A central problem of machine learning is the identification of  
probability distributions that govern uncertain environments. 
A suitable concept for ``learning'' probability distributions from
sample data may be derived by employing neural networks. In this work 
I discuss several neural architectures that can be used to learn 
various kinds of probabilistic dependencies.

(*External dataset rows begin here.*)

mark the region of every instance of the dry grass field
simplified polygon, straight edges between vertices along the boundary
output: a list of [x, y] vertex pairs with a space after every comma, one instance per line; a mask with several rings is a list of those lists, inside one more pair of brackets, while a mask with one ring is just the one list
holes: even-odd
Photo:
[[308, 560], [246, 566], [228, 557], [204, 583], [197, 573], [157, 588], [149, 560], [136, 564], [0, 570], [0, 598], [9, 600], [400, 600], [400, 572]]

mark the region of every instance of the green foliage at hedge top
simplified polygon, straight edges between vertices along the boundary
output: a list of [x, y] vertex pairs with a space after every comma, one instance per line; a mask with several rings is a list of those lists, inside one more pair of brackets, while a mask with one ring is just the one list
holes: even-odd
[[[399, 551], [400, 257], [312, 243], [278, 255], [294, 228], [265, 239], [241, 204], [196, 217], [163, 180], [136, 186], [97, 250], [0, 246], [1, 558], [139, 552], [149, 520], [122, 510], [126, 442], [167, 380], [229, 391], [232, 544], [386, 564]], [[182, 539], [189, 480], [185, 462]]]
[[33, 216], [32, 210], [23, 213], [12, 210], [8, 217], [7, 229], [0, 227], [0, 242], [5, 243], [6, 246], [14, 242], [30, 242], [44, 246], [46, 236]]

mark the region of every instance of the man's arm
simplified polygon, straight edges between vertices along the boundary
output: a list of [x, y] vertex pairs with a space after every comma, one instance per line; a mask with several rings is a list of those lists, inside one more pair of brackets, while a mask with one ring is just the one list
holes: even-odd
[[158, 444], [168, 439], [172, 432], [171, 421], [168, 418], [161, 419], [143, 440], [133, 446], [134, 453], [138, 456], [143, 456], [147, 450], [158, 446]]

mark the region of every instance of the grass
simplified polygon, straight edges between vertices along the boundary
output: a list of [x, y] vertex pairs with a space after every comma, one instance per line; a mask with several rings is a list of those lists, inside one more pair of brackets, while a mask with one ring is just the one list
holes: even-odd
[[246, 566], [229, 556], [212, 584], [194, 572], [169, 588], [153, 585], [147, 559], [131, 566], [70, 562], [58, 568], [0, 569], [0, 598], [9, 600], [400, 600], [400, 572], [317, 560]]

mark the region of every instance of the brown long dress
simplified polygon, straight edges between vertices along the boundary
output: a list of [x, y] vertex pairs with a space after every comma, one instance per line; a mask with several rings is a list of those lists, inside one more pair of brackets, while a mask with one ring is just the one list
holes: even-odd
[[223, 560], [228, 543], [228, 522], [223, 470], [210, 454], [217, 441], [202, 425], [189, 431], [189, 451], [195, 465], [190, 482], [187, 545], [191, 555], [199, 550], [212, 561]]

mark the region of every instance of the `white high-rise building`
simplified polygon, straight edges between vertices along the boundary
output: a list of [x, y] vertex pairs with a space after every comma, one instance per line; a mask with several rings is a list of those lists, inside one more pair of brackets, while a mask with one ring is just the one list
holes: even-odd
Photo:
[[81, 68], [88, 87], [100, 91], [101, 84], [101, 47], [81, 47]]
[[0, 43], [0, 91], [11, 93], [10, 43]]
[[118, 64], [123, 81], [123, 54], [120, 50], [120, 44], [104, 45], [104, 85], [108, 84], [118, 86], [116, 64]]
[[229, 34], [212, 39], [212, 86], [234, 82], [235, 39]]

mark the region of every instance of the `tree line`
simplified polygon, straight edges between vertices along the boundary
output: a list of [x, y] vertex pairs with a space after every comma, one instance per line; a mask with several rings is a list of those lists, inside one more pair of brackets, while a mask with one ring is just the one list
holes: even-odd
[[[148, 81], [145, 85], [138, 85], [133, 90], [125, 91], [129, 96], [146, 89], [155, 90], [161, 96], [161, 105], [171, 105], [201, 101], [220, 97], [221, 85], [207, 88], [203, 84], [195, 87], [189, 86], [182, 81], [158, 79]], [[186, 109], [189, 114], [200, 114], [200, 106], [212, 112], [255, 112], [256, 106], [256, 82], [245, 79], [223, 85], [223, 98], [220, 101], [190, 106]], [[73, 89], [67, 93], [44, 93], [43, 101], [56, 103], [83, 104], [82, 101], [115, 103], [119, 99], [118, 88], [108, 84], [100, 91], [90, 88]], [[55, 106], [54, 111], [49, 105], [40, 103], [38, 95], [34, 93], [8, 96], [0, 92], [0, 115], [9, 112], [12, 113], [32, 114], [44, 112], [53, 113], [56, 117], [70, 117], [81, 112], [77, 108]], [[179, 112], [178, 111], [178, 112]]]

After briefly reviewing essential concepts from neural learning and 
probability theory, I provide an in-depth discussion of neural and other 
approaches to conditional density estimation. In particular, I  
introduce the ``Recurrent Conditional Density Estimation Network (RCDEN)'', 
a neural architecture which is particularly well-suited to 
identify the transition densities of time-series in the presence of 
latent variables. As a practical example, I consider the conditional 
densities of German stock market returns and compare the results of the 
RCDEN to those of ARCH-type models.
A second focus of the work is on the estimation of multivariate densities
by means of Gaussian mixture models. A severe problem for the practical 
application of Gaussian mixture estimates is their strong tendency to 
``overfit'' the training data. In my work I compare three regularization 
procedures that can be applied to deal with this problem. 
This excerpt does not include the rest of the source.